Ok, with 100000 links I got it to produce a stack overflow. Still no JVM crash though.

To summarize, Java's built-in serialization implementation uses excessive stack space when serializing deeply nested object graphs. So, if you have to serialize/deserialize such graphs as a single entity, you may have to increase the stack size.

Or provide your own serialization implementation, since you have a clearer understanding of your object model than Java does.

Based on the garbage-collection model above, maintain a "serialization stack" that contains nothing but backpointers. Every time a new (non-leaf) object is created (in other words, an object which contains other objects; excluding those declared transient), one element is added to the serialization stack. (In practice, the serialization stack would be allocated in page-sized or larger chunks). If allocation of space for the serialization stack ever fails, OutOfMemoryException? (or whatever it's called in Java) gets thrown--but it's thrown by a call to new (where you would expect it), not by a call to serialize() where you wouldn't.

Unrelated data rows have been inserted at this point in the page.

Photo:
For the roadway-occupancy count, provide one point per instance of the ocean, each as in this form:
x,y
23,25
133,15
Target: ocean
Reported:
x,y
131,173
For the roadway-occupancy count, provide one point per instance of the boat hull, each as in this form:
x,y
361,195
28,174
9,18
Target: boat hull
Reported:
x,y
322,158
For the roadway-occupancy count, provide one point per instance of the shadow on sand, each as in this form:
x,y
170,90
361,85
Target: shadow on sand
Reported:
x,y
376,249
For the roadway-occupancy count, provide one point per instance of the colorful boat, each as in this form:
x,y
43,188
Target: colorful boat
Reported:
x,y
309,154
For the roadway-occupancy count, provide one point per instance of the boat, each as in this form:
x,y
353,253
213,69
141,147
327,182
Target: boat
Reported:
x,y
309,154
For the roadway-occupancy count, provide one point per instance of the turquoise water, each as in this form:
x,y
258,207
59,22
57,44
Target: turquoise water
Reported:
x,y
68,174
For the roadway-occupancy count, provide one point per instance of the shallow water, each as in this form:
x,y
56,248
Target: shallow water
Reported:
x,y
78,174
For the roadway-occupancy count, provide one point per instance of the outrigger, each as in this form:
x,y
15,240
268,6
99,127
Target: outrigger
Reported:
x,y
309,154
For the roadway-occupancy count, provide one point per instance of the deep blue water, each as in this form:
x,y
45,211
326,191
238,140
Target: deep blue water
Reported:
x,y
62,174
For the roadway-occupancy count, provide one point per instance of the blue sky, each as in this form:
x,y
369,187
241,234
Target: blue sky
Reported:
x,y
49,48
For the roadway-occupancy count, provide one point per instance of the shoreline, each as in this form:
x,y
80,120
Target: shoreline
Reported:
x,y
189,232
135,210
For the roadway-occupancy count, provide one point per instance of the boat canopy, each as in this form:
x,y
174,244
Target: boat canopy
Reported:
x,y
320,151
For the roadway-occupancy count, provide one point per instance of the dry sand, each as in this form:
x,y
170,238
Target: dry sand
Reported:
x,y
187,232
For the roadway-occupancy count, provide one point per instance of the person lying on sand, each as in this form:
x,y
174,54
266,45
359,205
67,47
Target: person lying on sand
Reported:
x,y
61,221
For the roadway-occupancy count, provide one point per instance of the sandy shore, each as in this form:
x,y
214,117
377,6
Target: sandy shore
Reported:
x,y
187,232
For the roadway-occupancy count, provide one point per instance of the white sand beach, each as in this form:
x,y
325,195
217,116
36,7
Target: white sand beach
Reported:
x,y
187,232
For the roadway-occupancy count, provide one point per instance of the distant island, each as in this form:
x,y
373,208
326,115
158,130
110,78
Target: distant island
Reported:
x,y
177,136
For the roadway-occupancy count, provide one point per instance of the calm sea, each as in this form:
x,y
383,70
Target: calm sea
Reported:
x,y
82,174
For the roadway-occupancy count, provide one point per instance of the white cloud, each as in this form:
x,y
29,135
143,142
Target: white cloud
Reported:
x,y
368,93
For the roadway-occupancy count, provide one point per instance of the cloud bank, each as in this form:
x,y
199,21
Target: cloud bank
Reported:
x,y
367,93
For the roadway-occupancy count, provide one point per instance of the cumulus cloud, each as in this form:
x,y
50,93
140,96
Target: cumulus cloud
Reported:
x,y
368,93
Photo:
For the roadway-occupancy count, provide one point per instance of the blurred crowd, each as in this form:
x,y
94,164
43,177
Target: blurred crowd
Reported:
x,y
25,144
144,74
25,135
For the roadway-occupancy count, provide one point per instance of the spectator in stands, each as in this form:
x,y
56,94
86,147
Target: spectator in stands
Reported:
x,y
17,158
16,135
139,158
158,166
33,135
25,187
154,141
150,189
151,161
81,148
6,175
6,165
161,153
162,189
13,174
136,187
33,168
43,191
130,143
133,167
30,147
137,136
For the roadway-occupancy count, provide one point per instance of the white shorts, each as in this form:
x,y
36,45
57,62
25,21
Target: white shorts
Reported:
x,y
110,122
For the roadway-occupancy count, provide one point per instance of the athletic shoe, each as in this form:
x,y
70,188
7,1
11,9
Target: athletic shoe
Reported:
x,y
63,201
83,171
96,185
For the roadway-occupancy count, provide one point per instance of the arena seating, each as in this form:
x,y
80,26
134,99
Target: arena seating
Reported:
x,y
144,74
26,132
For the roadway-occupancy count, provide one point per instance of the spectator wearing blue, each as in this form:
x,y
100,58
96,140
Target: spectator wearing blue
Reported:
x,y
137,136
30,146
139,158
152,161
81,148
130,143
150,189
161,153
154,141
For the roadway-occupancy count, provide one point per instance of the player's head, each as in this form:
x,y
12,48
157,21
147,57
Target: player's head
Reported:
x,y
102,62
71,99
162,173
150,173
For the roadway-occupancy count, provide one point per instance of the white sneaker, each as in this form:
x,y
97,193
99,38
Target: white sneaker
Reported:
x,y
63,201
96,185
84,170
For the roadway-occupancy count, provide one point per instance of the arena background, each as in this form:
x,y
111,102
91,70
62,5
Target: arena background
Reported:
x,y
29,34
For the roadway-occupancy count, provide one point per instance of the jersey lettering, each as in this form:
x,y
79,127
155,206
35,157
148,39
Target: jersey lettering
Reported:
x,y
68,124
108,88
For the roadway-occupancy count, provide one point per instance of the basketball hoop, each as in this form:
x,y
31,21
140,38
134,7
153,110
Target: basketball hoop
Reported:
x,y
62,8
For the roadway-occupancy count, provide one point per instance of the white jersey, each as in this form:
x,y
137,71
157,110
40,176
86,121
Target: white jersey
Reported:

serialize() than uses this stack for serialization--more accurately, it uses it to store back-pointers. The rest of serialize() can fit in bounded space.

One further optimization is that only tree nodes (those with non-transient references to two or more objects) would get an entry in the serialization stack. Nodes which contain only a single object reference can be handled as a special, tail-recursive case.

Do I win a prize????--ScottJohnson

I meant to do something specific for serializing a given class which behaved poorly under the default algorithm, based on superior understanding of the object instance graph. Eg for the big, interconnected array given above, just write array subscripts rather than pointers (you'll need a corresponding deserialize() too, and maybe you'll have to wrap the array in a first-class object) and iterate through the array. But I'll give you credit for ingenuity.

Handling the "string nodes" (with one object reference) separately still builds up the recursion stack, if you have a long string (and assuming I'm thinking clearly). And of course, doing it this way means using the memory for backreferences all the time instead of just at serialization time. But still, credit for ingenuity.

To me this seems as if the default serialization algorithm recursively traverses a graph structure, which is a bad idea, because the stack is finite and rather small. The heap however can grow and is generally larger. Is this the whole problem?

If so, it is really a stupid implementation and has nothing to do with insight into object structures or something. The default serialization algorithm should be replaced with an implementation in ContinuationPassingStyle, effectively trading heap for stack. The resulting algorithm is TailRecursive and can be transformed into an iteration. Ask a SmugLispWeenie how to do it even in Java.

A small stack is a big problem. I'm used to megabyte stacks except in kernel mode. When I'm doing single-thread or single-main-thread work, I'm used to gigabyte stacks (stack overflow extends the stack by handling SEGV to mmap() more stack). I'm only dead if the heap runs into the stack at which case I'm out of memory anyway.